Both commands give the same annotations. For the first variant:

| chr1:14397 | ["CTGT","C"] | [chr1:14397-chr1:14401) |

I would expect the index command to annotate the region using the start (chr1:14397) but not the end (chr1:14401 ) the region being: [chr1:14397-chr1:14398). Any idea what I’m missing here?

Thanks again,

Dan

Ah, is it because the command

mt = mt.annotate_rows(cases_end = test.index(mt.reg.end, all_matches=True))

is using the mt key (locus) and not mt.reg.end?

Yes, for integral values (like positions), [x, y) is equivalent to [x, y-1]. This isn’t true for floating-point / Real-number values.

You can also directly use hl.interval (this is faster because it avoids string construction and parsing):

hl.interval(mt.locus, 
            hl.locus(mt.locus.contig, 
                     mt.locus.position + hl.len(mt.alleles[0])),
            includes_end=False)

Yes, they’re represented that way. I don’t think there’s any “proper” representation, there are three Hail Intervals that contain the same (singleton) set of loci:

• (chr1:14450-chr1:14451]
• [chr1:14451-chr1:14451]
• [chr1:14451-chr1:14452)

End refers to the end of the interval not the greatest value contained in the interval. For integers, we can always produce the greatest value contained in the interval. However, this is not true in general [1].

I think the central issue you’re highlighting is that Hail’s intervals are designed as general purpose intervals, but most of our users care about genomic intervals. Perhaps we should have a special datatype that works the way you expect. For the time being, you can implement “greatest genomic locus in the interval” yourself as follows.
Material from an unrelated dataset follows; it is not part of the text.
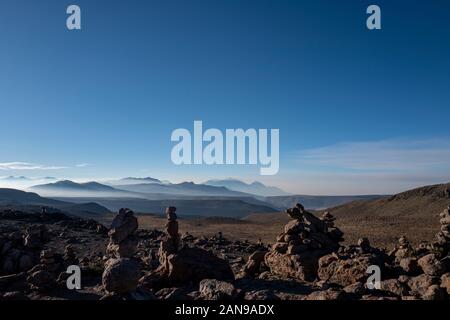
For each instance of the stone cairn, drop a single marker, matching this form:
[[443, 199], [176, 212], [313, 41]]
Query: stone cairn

def greatest_locus_in(interval):
    # ASSUMPTION: the interval spans only one chromosome
    locus_before_end = hl.locus(interval.end.contig, interval.end.position - 1)
    return (hl.case()
        # if the end is included, return it
        .when(interval.contains(interval.end),
              interval.end)
        # if the locus before the end exists (e.g. end is not chr1:1), and
        # the locus before the end is in the interval (e.g. not (chr1:10, chr1:10)), then
        # return the locus before the end
        .when((interval.end.position != 1) & interval.contains(locus_before_end),
              locus_before_end)
        # otherwise the interval is empty, so return missing
        .or_missing())

The index is using mt.reg.end. This looks like a bug to me, can you provide a small file and small, complete script that reproduces it?

[1] Consider, for example, the real-number interval [0, 1). There is no greatest value, 0.99 is greater than 0.9, 0.999 is greater than 0.99, etc. The “greatest floating-point value in an interval” exists, but that’s misleading because we often use floating-point numbers as an approximation of the real numbers.